SehatFresh.com – Imunisasi campak merupakan suatu proses memasukkan virus campak yang sudah dilemahkan ke dalam tubuh guna merangsang sistem kekebalan tubuh untuk menghasilkan antibodi atau kekebalan terhadap penyakit campak. Jadi manfaat imunisasi campak pada bayi sangatlah penting karena campak dapat menular dengan mudah.

Sebenarnya bayi sudah mendapatkan kekebalan alamiah campak dari ibunya. Namun seiring bertambahnya usia khususnya setelah usia 9 bulan, antibodi dari ibunya semakin menurun sehingga butuh antibodi tambahan lewat pemberian vaksin campak. Apalagi penyakit campak mudah menular, dan mereka yang daya tahan tubuhnya lemah gampang sekali terserang penyakit yang disebabkan virus Morbili ini. Untungnya campak hanya diderita sekali seumur hidup. Bila seseorang anak terkena campak, setelah itu biasanya tak akan terkena lagi.

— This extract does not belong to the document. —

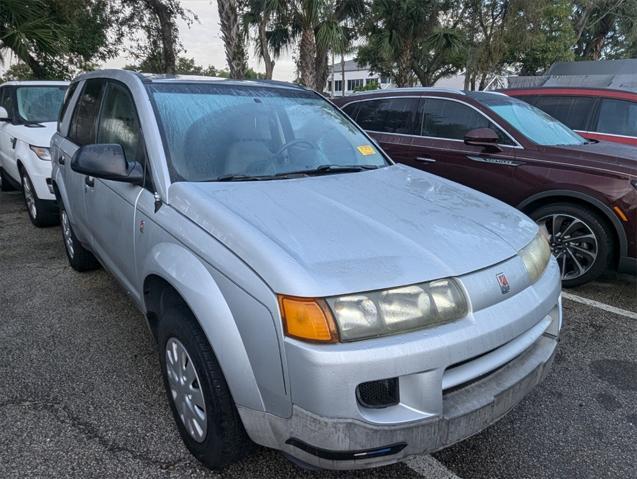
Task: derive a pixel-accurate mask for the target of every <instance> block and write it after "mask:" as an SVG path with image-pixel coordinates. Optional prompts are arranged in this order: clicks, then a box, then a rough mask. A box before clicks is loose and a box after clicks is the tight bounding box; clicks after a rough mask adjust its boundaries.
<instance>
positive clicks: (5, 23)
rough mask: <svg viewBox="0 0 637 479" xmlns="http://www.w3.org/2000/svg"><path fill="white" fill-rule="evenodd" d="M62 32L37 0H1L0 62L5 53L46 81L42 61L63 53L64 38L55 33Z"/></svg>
mask: <svg viewBox="0 0 637 479" xmlns="http://www.w3.org/2000/svg"><path fill="white" fill-rule="evenodd" d="M58 28H62V26H61V25H58V24H56V23H55V22H54V21H53V19H52V18H50V15H49V9H48V7H47V4H46V3H45V2H43V1H41V0H2V2H0V60H3V58H2V50H3V49H7V50H9V51H11V52H12V53H13V54H15V56H16V57H17V58H18V59H20V60H21V61H22V62H24V63H25V64H26V65H28V66H29V68H30V69H31V71H32V72H33V74H34V76H35V77H37V78H46V77H47V76H48V75H47V73H48V72H47V69H46V66H45V65H44V64H43V61H42V60H43V59H44V60H48V59H50V58H54V57H56V56H57V55H60V54H62V53H63V52H65V51H66V50H67V44H66V43H65V42H64V37H62V38H60V37H59V36H58V35H57V33H56V31H57V30H58Z"/></svg>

Penyakit Campak (measles) adalah suatu infeksi virus yang sangat menular, yang ditandai dengan demam, batuk, konjungtivitis (peradangan selaput ikat mata/konjungtiva) dan ruam kulit. Penyakit ini disebabkan karena infeksi virus campak golonganParamixovirus.

Penularan infeksi terjadi karena menghirup percikan ludah penderita campak. Penderita bisa menularkan infeksi ini dalam waktu 2-4 hari sebelum rimbulnya ruam kulit dan 4 hari setelah ruam kulit ada. Sebelum vaksinasi campak digunakan secara meluas, wabah campak terjadi setiap 2-3 tahun, terutama pada anak-anak usia pra-sekolah dan anak-anak SD. Jika seseorang pernah menderita campak, maka seumur hidupnya biasanya dia akan kebal terhadap penyakit ini.

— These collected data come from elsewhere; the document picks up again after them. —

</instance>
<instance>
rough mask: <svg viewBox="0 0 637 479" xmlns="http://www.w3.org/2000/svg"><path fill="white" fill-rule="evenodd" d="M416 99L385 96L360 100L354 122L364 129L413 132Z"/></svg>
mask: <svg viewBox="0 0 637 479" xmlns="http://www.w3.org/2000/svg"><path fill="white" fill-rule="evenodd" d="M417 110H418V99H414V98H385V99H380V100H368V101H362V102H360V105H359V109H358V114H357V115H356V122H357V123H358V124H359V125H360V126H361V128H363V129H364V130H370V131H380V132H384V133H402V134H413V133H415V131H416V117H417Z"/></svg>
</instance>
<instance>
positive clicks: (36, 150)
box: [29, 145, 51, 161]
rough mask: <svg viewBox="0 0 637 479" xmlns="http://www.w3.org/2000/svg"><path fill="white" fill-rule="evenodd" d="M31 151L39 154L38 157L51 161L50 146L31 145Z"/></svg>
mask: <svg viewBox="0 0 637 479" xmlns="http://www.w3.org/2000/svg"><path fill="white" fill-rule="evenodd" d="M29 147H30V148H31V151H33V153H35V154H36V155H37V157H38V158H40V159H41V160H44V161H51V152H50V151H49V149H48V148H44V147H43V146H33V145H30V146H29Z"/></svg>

Sesuai dengan rekomendasi IDAI (ikatan dokter anak Indonesia), Jadwal Imunisasi Campak yaitu diberikan sebanyak 3 kali: Yang pertama pada usia 9 bulan dan dosis penguatan kedua (second opportunity pada crash program campak) 15 bulan berikutnya yaitu pada usia 24 bulan serta dosis ke tiga saat SD kelas 1-6. Bagi anak yang terlambat/belum mendapat imunisasi campak sama sekali, maka tetap diberikan bergantung usianya saat ini. Bila anak berusia 9-12 bulan, berikan Imunisasi campak kapan pun saat bertemu. Bila anak berusia > 1 tahun, berikan MMR. Jika sudah diberi MMR usia 15 bulan, tidak perlu diberi imunisasi campak di usia 24 bulan. Tapi ikuti jadwal imunisasi MMR.

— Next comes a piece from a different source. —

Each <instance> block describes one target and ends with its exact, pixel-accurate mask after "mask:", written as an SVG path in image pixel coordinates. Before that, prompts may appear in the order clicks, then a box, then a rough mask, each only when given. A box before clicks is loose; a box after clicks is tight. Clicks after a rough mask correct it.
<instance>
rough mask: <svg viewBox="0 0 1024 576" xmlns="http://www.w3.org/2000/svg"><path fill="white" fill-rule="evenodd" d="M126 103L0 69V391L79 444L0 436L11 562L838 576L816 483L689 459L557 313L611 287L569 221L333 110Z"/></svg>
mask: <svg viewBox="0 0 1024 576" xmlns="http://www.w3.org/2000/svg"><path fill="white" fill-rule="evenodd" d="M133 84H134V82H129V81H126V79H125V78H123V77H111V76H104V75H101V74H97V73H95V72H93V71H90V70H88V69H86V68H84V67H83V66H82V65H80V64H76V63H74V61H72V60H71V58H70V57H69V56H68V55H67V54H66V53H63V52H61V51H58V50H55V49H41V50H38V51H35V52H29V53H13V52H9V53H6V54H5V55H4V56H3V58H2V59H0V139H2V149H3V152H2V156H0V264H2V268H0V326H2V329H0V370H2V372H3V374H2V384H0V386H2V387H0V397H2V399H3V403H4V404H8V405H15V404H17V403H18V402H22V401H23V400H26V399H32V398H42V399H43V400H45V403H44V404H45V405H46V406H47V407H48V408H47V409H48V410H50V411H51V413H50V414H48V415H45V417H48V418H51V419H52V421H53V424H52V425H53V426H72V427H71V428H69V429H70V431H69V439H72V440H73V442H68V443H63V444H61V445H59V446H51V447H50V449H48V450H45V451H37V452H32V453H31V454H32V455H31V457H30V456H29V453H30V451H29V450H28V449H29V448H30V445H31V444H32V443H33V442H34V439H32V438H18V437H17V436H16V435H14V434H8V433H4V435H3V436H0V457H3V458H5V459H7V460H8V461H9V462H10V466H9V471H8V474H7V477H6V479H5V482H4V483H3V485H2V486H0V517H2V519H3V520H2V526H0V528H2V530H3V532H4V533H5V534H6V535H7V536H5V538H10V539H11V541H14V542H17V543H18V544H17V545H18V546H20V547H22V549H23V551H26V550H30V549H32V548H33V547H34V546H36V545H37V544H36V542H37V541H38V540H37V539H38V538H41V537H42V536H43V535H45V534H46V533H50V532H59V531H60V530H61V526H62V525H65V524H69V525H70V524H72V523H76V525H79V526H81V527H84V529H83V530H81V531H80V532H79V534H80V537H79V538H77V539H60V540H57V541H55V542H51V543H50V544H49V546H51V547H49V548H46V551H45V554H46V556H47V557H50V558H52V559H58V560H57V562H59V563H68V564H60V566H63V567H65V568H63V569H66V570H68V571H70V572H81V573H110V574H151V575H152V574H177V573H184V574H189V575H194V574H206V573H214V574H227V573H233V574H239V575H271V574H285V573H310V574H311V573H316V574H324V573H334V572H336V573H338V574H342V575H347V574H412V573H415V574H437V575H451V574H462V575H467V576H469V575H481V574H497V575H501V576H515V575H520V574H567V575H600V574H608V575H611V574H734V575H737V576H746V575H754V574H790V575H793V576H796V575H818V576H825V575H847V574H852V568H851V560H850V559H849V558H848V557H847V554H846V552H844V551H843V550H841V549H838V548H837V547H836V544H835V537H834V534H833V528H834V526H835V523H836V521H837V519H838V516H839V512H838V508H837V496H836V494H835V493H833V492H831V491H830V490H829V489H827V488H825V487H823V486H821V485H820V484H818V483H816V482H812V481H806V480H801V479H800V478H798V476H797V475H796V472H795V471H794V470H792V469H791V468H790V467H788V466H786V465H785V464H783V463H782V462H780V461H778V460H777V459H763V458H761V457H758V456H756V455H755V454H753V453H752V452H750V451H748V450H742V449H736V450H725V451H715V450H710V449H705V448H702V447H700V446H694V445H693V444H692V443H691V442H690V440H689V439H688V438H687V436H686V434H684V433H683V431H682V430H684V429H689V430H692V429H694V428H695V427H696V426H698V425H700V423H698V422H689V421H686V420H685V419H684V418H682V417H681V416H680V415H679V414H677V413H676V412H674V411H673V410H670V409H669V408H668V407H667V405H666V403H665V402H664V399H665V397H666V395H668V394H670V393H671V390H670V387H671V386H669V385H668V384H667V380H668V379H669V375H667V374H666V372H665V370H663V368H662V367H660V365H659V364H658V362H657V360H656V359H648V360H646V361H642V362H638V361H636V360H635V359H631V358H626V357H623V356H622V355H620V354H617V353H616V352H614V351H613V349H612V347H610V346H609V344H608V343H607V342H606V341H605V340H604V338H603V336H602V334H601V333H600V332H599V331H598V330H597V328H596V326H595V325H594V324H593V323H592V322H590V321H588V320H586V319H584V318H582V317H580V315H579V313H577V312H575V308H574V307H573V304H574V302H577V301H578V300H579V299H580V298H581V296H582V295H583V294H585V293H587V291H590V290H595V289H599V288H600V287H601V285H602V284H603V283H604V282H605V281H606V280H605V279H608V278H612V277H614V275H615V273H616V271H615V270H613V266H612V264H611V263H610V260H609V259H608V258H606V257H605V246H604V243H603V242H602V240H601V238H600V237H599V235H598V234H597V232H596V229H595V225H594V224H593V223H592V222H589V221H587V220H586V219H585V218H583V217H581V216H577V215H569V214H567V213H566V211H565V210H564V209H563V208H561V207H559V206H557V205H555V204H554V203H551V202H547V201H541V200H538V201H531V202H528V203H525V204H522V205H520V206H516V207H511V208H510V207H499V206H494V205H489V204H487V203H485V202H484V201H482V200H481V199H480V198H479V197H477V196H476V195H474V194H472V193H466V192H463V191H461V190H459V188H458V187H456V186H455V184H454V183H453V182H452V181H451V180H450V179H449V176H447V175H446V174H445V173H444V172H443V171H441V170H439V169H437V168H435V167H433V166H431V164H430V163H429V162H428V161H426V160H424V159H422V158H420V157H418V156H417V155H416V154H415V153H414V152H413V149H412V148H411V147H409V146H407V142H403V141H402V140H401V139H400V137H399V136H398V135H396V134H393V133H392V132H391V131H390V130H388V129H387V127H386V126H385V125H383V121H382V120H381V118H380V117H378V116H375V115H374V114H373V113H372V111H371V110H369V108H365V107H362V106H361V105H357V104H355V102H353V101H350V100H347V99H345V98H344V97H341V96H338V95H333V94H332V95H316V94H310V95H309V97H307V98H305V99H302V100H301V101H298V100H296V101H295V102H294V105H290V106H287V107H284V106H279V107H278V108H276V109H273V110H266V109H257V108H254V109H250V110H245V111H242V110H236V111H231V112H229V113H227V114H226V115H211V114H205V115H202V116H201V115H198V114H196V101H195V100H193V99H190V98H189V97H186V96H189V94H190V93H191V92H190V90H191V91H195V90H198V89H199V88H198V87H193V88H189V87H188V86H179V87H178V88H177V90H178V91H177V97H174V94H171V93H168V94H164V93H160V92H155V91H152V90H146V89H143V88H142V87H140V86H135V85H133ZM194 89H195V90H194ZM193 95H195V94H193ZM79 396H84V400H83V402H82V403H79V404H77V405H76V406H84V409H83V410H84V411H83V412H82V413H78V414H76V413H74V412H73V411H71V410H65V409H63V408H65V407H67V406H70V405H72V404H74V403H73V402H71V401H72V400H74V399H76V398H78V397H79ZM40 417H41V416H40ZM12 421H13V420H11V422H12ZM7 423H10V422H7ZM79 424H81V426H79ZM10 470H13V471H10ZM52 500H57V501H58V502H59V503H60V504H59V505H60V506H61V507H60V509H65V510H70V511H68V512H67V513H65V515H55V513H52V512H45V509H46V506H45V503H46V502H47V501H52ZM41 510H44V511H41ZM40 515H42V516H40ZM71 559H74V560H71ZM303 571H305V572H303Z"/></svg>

Imunisasi campak tidak dianjurkan pada ibu hamil, anak dengan imunodefisiensi primer, pasien TB yang tidak diobati, pasien kanker atau transplantasi organ, anak yang mendapat obat imunosupresi (obat penekan sistem imun) jangka panjang, anak yang terinspeksi HIV tanpa imunosupresi berat dan tanpa bukti kekebalan terhadap campak, bisa mendapat imunisasi campak.